In relaunching his mathematics
strategy yesterday, having done little or nothing about implementing it since
the last time he launched it (anyone else see a pattern emerging there?), the Prime Minister claimed
that the UK economy is losing “tens of billions” of pounds a year due to
functional innumeracy. The first question which sprung into my mind was that often
voiced by my old maths teacher, “show me your workings”. That thought was closely
followed by memories of the same teacher's strictures about applying the ‘reasonableness test’ – if an answer looks
or feels wrong, it probably is.
If we take “tens of
billions” to mean £20 billion – the lowest possible mathematical interpretation
of the number – and compare it to the UK’s total GDP of £3.1 trillion, it implies
that the UK is losing just over 0.6% of GDP every year, purely (according to
Sunak) as a result of the fact that children are only taught mathematics until
they are 16 rather than 18. According to the government’s
own figures, that’s equivalent to between 7 and 8 trade deals with Australia.
In ten years’ time. ‘Show me your workings’ is an apt response.
I don’t doubt that there is an
economic cost to innumeracy (although a substantial part of that cost may well
be the result of having a surfeit of innumerate politicians who pluck arbitrary
figures out of the air), but attributing that to the fact that most pupils are
not taught any maths after the age of 16 looks like a non-sequitur to me.
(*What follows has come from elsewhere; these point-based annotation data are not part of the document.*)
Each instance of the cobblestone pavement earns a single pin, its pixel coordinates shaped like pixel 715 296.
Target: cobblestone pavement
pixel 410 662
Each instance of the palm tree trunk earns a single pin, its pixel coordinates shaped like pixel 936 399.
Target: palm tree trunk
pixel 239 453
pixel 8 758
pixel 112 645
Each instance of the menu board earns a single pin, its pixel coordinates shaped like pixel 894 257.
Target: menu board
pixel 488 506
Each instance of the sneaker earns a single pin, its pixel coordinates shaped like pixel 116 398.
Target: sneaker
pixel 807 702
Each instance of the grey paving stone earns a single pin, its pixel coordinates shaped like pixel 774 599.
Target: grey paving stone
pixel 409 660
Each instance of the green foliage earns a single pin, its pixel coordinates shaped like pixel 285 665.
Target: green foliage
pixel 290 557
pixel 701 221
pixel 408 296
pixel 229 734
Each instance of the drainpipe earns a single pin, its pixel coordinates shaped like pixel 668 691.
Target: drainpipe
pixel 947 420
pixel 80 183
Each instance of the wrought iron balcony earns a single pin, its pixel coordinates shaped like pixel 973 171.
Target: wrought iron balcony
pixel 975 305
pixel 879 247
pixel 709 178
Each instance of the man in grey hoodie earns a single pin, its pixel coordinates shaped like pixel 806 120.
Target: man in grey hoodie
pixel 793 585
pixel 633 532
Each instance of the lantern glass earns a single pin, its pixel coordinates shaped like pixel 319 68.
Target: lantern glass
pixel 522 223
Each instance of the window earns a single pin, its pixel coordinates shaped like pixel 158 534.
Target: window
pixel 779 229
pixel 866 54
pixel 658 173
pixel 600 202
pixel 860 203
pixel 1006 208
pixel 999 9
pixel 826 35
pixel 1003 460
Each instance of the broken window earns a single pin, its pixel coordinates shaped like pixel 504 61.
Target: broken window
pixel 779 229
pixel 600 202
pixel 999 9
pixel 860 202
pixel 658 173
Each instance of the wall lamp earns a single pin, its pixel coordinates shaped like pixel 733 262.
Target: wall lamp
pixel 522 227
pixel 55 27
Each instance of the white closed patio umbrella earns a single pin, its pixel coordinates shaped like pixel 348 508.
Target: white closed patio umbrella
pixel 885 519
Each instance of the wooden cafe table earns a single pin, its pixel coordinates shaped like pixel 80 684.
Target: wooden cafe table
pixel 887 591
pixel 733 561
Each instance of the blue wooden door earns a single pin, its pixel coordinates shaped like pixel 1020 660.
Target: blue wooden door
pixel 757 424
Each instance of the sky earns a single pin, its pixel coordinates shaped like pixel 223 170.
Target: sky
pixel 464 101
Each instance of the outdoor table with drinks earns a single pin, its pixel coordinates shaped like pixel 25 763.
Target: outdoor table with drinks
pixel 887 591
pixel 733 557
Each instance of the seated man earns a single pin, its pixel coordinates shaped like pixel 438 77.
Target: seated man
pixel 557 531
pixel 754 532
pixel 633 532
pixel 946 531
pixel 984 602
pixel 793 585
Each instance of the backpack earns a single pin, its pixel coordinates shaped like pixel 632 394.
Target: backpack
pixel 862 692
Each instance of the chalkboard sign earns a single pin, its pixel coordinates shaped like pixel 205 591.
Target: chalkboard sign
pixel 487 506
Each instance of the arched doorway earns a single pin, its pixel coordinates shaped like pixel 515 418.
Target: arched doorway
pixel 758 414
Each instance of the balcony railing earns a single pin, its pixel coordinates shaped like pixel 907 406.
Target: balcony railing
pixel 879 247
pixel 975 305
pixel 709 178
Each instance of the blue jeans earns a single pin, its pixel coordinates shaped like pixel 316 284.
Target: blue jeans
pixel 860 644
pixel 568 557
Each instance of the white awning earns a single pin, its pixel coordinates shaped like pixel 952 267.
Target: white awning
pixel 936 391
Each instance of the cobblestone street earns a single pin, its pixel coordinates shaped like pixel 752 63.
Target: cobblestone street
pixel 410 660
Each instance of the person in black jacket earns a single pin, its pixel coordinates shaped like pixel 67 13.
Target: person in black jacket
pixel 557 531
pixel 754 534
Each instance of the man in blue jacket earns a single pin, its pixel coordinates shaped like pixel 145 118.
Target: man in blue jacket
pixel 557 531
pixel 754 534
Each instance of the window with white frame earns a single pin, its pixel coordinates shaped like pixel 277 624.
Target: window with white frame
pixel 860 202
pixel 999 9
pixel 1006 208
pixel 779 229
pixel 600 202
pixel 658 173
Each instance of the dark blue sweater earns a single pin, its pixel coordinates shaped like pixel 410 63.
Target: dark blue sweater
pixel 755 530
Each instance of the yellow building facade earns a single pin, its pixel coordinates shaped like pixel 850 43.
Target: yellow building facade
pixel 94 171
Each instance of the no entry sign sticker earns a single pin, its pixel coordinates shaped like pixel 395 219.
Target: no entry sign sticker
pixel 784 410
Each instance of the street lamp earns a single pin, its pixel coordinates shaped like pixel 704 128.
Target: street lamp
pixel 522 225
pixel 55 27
As
someone with three maths A levels to my name (I’ve always liked numbers and
what they can tell me), I can honestly say that I don’t think that much of what
I learned in the field after reaching 16 has been of much practical use to me
in life, no matter how interesting I found it at the time. It seems far more likely
to me that the problem of functional innumeracy lies not in the age to which
maths is taught in schools, but in the extent to which what is learnt matches
what is being taught. That is to say, at its simplest, that maths teaching up
to the age of 16 is far from universally effective, and that putting that right
would be a better use of any additional resources which can be made available.
That isn’t a criticism of teachers as such – we know that there is a huge shortage
of specialist teachers of the subject, and has been for a long time. It’s just
that assuming that lessons delivered = lessons learned, especially when they
are delivered by non-specialist teachers, is an invalid premise. And if they
can’t deliver the resources and the processes to get the basics right, the
chances of a successful outcome to Sunak’s latest half-baked proposal are close
to zero, a statement which can be confidently made even without having enough
data to calculate a precise probability.
There is an old adage which
claims that 97.8% of all politicians’ statistics are made up on the spot
(although estimates of the precise percentage vary), and in this case Sunak’s
numbers appear to provide proof of that theorem. It's not exactly a first for him.
1 comment:
...."surfeit of innumerate politicians who pluck arbitrary figures out of the air" sums up the problem. Indeed far too many politicians seem to have graduated with joint honours in Waffle and Fudge.
I'm very much in favour of diverting students wherever possible towards the so called STEM subject areas but for the vast majority a better grasp of Arithmetic would suffice to enable that basic numeracy that impinges on most lives. The "twpdra" that I encounter among otherwise well educated people who come out with drivel like "oh,I'm no good with numbers" still amazes me after years of such declarations. It seems that most Cabinets have an infestation of such people.